A standard video frame is 720 x 483 pixels and is sampled at 13.5 MHz at 8-bit (R=8 + G=8 + B=8) depth at 30 frames per second for a total stream of 248 Mbits/second of data without any synchronization or control information.  Add the synch and control data, and we’re talking about 270 Mbits/s for what is know as “601” quality.  That’s a lot of ones and zeros that have to arrive in the right order at the right time.  Remember the late 1990’s when people still had 56K dial-up modems?  That means to have video play on a dial-up connection, the video data had to be reduced by a factor of about 4,000!  And we were complaining about postage stamp size video windows in our browsers

Ever hear of 4:2:2 video?  This comes from the number of times the analog video signal is sampled and has been adapted from earlier composite digital video systems.  The analog signal was sampled four times the rate of the sub-carrier rate (4 x 3.375 = 13.5 MHz).  Today, this approach as been adopted for digital video.  So, the “4” in 4:2:2 means the luminance (dark-light) information was sampled four times, and the two “2s” means the color components of the signal were only sampled two times.  With this emphasis on the luminance information, the compression approach is similar to that used to create JPEG files.  Evidentially, we humans get a lot of our visual information from the dark-light or grayscale aspect of the visual world and not so much from the color information.  We can lose a lot of that color information without any problem.  There is also a considerable data rate benefit to this approach of only using sampled information from the original analog signal.  4:2:2 is a 2/3 reduction over the original analog signal size and 4:1:1 (used by some formats) is a reduction of ½ the original.

Next, the heavy lifting of compression, temporal compression.  It’s used in formats such as MPEG-1, 2, and 4.  This is a real simplification of the idea of temporal compression, but it only updates the information in a frame that has changed since the last frame.  That’s basically what’s going on.  Rather than update each frame with completely new information (i.e., the complete data needed for an entire video frame), they mostly just update that part that changed.  This is the basics of how video is compressed for use on cable channels, DVDs, and satellites.  Austerberry moves on to talk about some useful hints and tips to improve your video for compression for web delivery.
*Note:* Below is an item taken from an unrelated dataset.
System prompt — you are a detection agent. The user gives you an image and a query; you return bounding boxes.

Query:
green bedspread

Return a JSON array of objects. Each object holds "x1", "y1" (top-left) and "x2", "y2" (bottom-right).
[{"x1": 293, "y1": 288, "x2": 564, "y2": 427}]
It seems noise in the video signal is a major file size inflator.  The compression application (i.e., “codec” for coder-decoder) doesn’t know what part of the video is information and what part is noise.  Reducing the noise in the video signal, as well as the audio signal, is an important step in getting video ready for the web.  Audio for web videos is like AM radio, the intelligibility is improved if the dynamic range is compressed, in this case, this means the average loudness of the signal is held relatively constant.

Two more file size reduction steps: de-interlace the video (if it was shot as an interlaced format) and crop the frame size down to the safe action area.  The reason for this last step is that web video is seen as full-frame video unlike the stuff we broadcast or distribute via cable to our homes.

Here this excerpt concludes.